The levels of drama and variation this affords are immense. It gives the player a real sense of satisfaction when they win a race because they’ve actually beaten other people, rather than a bunch of computer-controlled opponents that are following a pre-programmed set of rules. It also negates any guilt you may have about playing dirty because there’s every chance you’ll get side-slammed by one of your rivals and driven off the road. This is every man for himself racing, supported by a bombastic orchestral soundtrack that Michael Bay would be proud of and engine notes that have never sounded better.

It’s more fun than playing the actual multiplayer which, whilst being a relatively solid suite, does little to mix things up. It’s the side salad to single player steak, and is full of gamers who will do everything to ensure you lose, usually via cheating. That’s ok in the single player but out in the online realm there’s no rewind feature, so if you’re spun out by an annoying kid then you’re race is basically over. Screw those guys!

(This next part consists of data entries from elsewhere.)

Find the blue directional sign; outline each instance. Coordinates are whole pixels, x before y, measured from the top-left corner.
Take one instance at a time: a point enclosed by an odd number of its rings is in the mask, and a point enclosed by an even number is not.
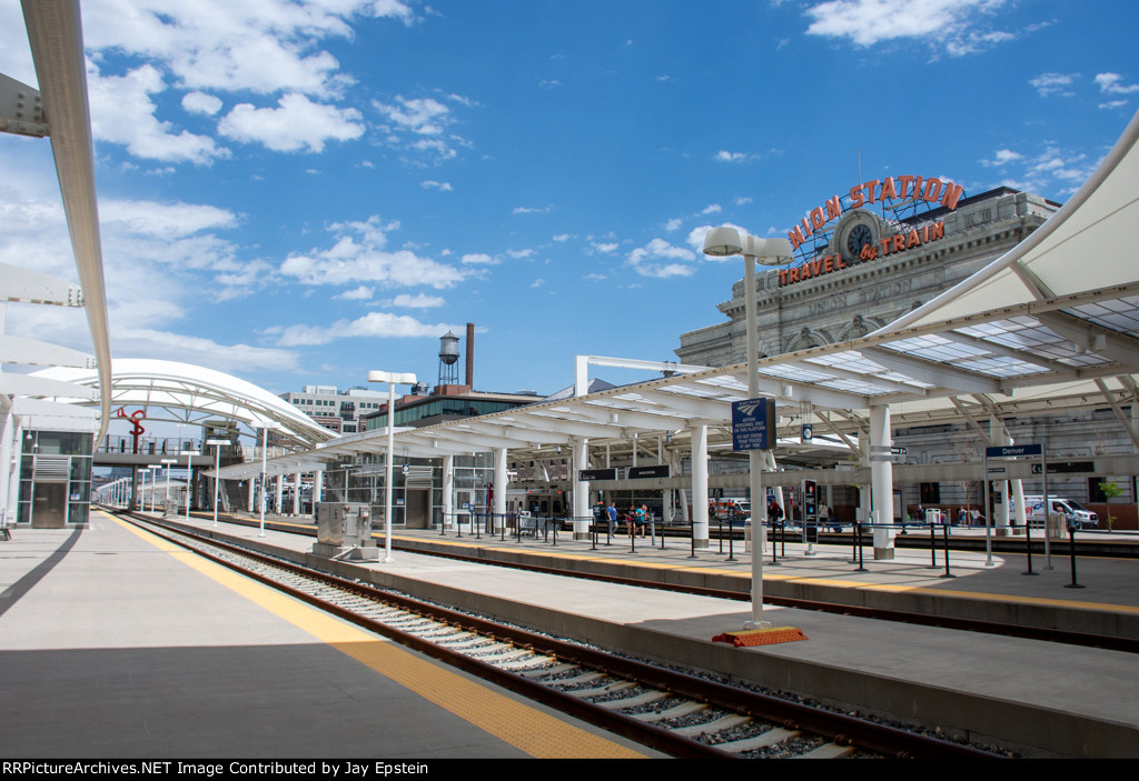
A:
[[[775,399],[747,399],[731,404],[732,450],[770,450],[775,440]]]
[[[998,444],[985,448],[985,458],[1007,458],[1009,456],[1041,456],[1044,452],[1043,444]]]

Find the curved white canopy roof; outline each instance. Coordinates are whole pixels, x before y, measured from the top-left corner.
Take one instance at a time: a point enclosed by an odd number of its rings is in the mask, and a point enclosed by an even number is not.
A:
[[[52,367],[33,376],[98,387],[93,369]],[[224,417],[253,429],[279,429],[304,447],[333,439],[335,434],[314,423],[293,405],[263,388],[231,374],[173,360],[116,358],[110,373],[112,408],[146,407],[182,409],[179,423],[199,423],[206,417]],[[76,404],[83,401],[76,400]],[[199,418],[191,419],[197,414]],[[162,419],[149,416],[149,419]]]

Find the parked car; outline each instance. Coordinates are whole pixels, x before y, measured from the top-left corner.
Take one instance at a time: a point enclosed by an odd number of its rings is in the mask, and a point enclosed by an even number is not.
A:
[[[1070,526],[1075,529],[1087,529],[1099,526],[1099,516],[1081,505],[1075,499],[1062,499],[1060,497],[1048,497],[1054,513],[1063,513]],[[1024,497],[1024,513],[1029,523],[1033,526],[1044,525],[1044,498],[1042,496]]]

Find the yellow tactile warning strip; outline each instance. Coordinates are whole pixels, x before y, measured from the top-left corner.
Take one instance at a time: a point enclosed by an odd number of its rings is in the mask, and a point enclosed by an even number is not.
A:
[[[506,697],[118,518],[103,515],[318,640],[531,756],[541,759],[644,757],[633,749]]]

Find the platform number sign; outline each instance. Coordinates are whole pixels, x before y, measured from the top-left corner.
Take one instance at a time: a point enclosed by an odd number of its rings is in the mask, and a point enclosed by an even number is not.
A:
[[[732,450],[770,450],[776,442],[775,433],[775,399],[746,399],[731,404]]]

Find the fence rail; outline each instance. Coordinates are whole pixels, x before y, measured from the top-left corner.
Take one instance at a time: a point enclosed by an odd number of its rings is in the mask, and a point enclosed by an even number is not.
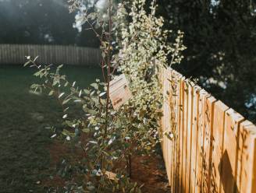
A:
[[[76,65],[98,65],[99,49],[61,45],[0,44],[1,64],[23,64],[25,56],[39,56],[38,62]]]
[[[171,68],[161,82],[172,192],[255,193],[256,126]]]

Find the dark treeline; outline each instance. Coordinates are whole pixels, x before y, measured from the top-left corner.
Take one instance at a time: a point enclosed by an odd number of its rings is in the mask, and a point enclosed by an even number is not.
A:
[[[66,0],[2,0],[0,44],[98,47],[91,30],[73,27],[75,16]]]
[[[175,68],[256,122],[255,1],[158,2],[165,27],[185,33],[188,48]]]

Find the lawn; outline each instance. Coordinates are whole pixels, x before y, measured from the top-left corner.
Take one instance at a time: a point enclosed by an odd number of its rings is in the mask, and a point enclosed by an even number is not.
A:
[[[99,68],[66,66],[71,81],[87,87]],[[54,99],[30,92],[34,70],[21,65],[0,66],[0,192],[44,192],[37,184],[48,175],[48,147],[62,113]]]

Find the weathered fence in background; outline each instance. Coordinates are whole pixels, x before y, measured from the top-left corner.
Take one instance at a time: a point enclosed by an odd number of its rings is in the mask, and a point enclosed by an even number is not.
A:
[[[174,70],[161,81],[172,192],[255,193],[256,126]]]
[[[99,49],[60,45],[0,44],[0,64],[24,64],[25,56],[44,64],[98,65]]]

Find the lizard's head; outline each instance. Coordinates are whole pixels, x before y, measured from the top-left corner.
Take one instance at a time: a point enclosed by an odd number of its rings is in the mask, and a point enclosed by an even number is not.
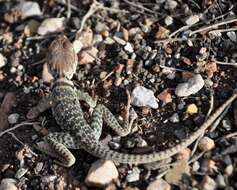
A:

Single player is where you really want to be, even though it’s remarkably sparse for a game of this magnitude. It has significantly fewer cars and tracks than its biggest rival – the upcoming Gran Turismo 6. Take that with a pinch of salt though; the Japanese game series has been known to pad out its ridiculous car count by including hundreds of boring hatchbacks and different versions of the same vehicle. Here, each car is different and feels like it belongs, and wasn’t just included to boost a number.

You have to make big decisions when it comes to buying one. Each race series gives you a few choices but once you’ve bought one you’re stuck with it until you’ve clawed back enough money to purchase another. It’s a little frustrating to be saddled with the same car for so long, competing in samey races that have little variation. The inclusion of odd challenges to do on the Top Gear Test Track are fun once, but just feel like a gimmick once you’ve knocked down your second set of enormous bowling pins.

So, a brilliant (but slightly flawed) masterpiece then? Definitely. Forza Motorsport 5 is a great game in so many ways and utilises the power of next-gen better than pretty much any other launch title. But even though it’s taken a few steps forward, it’s shuffled back a few in other departments.

Seriously, guys… still no weather effects?!